Networking: 3:30 pm
Discussion: 3:45 - 5:00 pm
The diabetes epidemic in the United States (US) continues to grow in scale and impact on people’s health.
Though our knowledge of effective techniques for prevention and management has significantly increased, major gaps persist:
1) The proportion of people with undiagnosed diabetes and prediabetes has not improved;
2) Engagement in prevention and diabetes management is exceedingly low; and
3) Young adults and disenfranchised populations with diabetes fare poorly in terms of control.

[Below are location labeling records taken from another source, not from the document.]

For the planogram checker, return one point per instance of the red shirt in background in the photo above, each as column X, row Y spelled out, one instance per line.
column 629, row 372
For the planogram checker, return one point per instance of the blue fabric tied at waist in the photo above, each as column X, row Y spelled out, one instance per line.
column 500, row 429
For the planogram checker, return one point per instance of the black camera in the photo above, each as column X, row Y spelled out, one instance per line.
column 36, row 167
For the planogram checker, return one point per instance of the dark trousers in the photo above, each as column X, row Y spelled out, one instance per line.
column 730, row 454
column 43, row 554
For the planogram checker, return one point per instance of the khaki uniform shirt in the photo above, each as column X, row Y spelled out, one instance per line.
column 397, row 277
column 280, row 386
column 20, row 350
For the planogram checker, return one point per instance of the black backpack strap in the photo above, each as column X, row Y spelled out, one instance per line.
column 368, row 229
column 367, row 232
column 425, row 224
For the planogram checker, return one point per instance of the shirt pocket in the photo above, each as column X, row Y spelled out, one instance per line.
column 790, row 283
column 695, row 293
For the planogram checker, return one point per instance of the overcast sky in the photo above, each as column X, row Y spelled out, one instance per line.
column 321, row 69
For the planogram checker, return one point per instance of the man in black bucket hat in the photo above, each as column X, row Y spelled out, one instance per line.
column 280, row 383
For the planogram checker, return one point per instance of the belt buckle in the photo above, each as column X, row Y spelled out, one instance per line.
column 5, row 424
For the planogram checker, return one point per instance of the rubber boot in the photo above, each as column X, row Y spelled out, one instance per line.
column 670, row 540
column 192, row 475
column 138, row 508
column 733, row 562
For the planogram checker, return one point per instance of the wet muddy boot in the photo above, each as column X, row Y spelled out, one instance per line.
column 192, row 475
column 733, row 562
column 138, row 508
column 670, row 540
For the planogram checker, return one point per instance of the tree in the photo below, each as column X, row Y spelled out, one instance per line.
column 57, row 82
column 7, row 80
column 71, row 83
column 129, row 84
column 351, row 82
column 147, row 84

Mobile health approaches could lead to major changes by reaching new populations and enabling effective patient engagement!
In this IPaT Thursday Think Tank, we will meet with experts from the Georgia Center for Diabetes Translation Research (GCDTR) to discuss the basics of diabetes prevention and management. Our goal is to bootstrap, motivate and inform projects in mobile health and health informatics. Come with your ideas and come ready to learn why it is so important for our research community to tackle key problems in diabetes prevention and management.
Mohammed K. Ali, MBChB, MSc, MBA, Associate Director, Georgia Center for Diabetes Translation Research; Emory Global Diabetes Research Center
Mary Beth Weber, PhD, MPH, Assistant Professor, Global Health and faculty member in Nutrition and Health Sciences Program, Emory University, Rollins School of Public Health
Elizabeth Mynatt, PhD, MS., Executive Director, Institute for People and Technology; Distinguished Professor, College of Computing; Georgia Institute of Technology
In Georgia, where disparities in diabetes outcomes are particularly apparent, Emory University, Georgia Tech, and the Morehouse School of Medicine collaboratively established the Georgia Center for Diabetes Translation Research (GCDTR) funded by the National Institute of Diabetes and Digestive and Kidney Diseases (NIDDK - P30DK111024) and inter‐institutional partners.